When using multiple Kubernetes clusters on Azure Container Service, I see people executing the az acs kubernetes get-credentials command every time they need to reconnect to a different cluster. This works, but is not needed. You can do it easier.
To get access to a Kubernetes cluster hosted on Azure Container Service you get access with the following command:
az acs kubernetes get-credentials –resource-group=myresourcegroup –name=myacscluster –ssh-key-file “C:\privatekeyopenssl”
The –ssh-key-file is optional. If you leave it, your ssh file should be located in c:\users\yourname\.ssh . To read more about the ssh file, read my blogpost about it.
When you execute the command above, a config file is written to c:\users\yourname\.kube
When you want a connection to a different Kubernetes Cluster on Azure Container Service you execute the az acs kubernetes get-credentials command again, but with the correct parameters ofcourse:
az acs kubernetes get-credentials –resource-group=myotherresourcegroup –name=myotheracscluster –ssh-key-file “C:\otherprivatekeyopenssl”

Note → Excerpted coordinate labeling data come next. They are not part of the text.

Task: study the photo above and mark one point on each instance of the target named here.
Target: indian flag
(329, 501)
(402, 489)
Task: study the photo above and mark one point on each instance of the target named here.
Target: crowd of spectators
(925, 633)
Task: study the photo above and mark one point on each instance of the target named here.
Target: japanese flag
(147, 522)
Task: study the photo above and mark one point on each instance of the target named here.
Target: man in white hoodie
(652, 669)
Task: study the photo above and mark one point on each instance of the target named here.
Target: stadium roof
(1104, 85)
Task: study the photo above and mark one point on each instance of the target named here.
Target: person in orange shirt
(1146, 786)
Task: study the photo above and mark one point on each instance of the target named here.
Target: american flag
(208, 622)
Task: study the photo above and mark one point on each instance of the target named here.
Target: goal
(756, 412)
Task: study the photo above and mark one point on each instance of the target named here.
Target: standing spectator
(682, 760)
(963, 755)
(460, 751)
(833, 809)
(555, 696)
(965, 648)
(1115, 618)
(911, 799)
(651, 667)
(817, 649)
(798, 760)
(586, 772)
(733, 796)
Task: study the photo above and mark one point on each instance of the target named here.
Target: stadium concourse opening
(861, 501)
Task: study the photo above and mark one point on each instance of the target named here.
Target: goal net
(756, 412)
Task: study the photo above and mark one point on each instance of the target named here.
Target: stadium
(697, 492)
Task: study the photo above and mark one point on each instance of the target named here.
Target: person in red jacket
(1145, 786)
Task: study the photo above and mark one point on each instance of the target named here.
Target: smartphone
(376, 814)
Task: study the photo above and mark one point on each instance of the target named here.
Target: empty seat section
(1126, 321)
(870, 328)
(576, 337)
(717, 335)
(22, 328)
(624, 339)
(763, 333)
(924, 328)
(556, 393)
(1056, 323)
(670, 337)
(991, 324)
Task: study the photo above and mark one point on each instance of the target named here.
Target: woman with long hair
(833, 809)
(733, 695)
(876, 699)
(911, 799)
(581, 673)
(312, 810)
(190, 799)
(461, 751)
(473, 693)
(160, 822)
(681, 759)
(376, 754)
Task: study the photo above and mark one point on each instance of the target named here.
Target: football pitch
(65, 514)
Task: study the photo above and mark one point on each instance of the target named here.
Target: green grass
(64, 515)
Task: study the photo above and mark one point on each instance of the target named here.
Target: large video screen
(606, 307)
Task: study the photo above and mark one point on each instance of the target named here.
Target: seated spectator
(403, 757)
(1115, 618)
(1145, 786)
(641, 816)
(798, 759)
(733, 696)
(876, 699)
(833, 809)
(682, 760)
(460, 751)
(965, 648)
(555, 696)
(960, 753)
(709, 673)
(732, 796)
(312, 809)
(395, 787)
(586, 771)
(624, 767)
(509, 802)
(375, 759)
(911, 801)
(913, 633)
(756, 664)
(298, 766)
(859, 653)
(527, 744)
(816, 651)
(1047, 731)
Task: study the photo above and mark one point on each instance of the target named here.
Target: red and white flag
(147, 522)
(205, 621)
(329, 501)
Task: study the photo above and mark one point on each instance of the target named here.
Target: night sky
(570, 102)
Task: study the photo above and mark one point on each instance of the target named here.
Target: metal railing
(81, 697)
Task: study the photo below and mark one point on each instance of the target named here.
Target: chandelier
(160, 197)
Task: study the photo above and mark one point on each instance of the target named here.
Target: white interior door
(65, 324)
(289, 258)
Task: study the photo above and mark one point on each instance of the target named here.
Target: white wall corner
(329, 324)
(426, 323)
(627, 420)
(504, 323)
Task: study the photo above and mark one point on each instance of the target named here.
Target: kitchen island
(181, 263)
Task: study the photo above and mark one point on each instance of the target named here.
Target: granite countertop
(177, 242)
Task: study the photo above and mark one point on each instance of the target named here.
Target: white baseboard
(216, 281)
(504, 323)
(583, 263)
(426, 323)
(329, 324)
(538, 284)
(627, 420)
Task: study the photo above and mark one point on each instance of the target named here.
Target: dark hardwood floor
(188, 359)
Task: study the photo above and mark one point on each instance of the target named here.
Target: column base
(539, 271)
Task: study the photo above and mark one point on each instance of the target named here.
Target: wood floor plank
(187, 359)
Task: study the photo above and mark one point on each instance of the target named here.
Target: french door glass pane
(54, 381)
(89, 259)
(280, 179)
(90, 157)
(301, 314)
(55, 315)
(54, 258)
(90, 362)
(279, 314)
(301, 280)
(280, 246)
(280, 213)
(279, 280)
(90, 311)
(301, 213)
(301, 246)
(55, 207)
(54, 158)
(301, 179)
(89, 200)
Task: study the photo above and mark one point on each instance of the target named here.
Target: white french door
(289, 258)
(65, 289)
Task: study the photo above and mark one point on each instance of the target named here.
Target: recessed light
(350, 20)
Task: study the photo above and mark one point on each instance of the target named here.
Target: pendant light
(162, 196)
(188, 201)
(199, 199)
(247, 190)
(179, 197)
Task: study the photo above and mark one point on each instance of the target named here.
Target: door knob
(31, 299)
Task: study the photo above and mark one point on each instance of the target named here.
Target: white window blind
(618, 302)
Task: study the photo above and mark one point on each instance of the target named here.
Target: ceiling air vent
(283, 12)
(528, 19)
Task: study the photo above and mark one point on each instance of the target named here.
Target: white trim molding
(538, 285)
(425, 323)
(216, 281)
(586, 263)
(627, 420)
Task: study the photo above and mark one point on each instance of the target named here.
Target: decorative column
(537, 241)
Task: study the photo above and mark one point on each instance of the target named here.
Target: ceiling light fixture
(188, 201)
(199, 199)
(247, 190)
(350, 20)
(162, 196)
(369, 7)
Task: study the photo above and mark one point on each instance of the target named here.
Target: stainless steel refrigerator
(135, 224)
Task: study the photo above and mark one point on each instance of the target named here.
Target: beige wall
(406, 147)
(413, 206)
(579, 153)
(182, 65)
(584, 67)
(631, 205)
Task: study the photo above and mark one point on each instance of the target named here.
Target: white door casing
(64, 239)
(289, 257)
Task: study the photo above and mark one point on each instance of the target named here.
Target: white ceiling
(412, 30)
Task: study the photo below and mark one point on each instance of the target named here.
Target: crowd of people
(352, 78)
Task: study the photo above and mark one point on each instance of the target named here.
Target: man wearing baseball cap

This second command edits the existing config file. Now the config file contains both clusters and the corresponding contexts. You can open the file to see it, but also request the contexts in the command prompt with:
kubectl config get-contexts
This results in:
The asterisk marks the current context you are working on now.
When you want to switch contexts, execute:
kubectl config use-context mycluster-master
Now you are connected to the other context.
So no need to execute az acs kubernetes get-credentials again.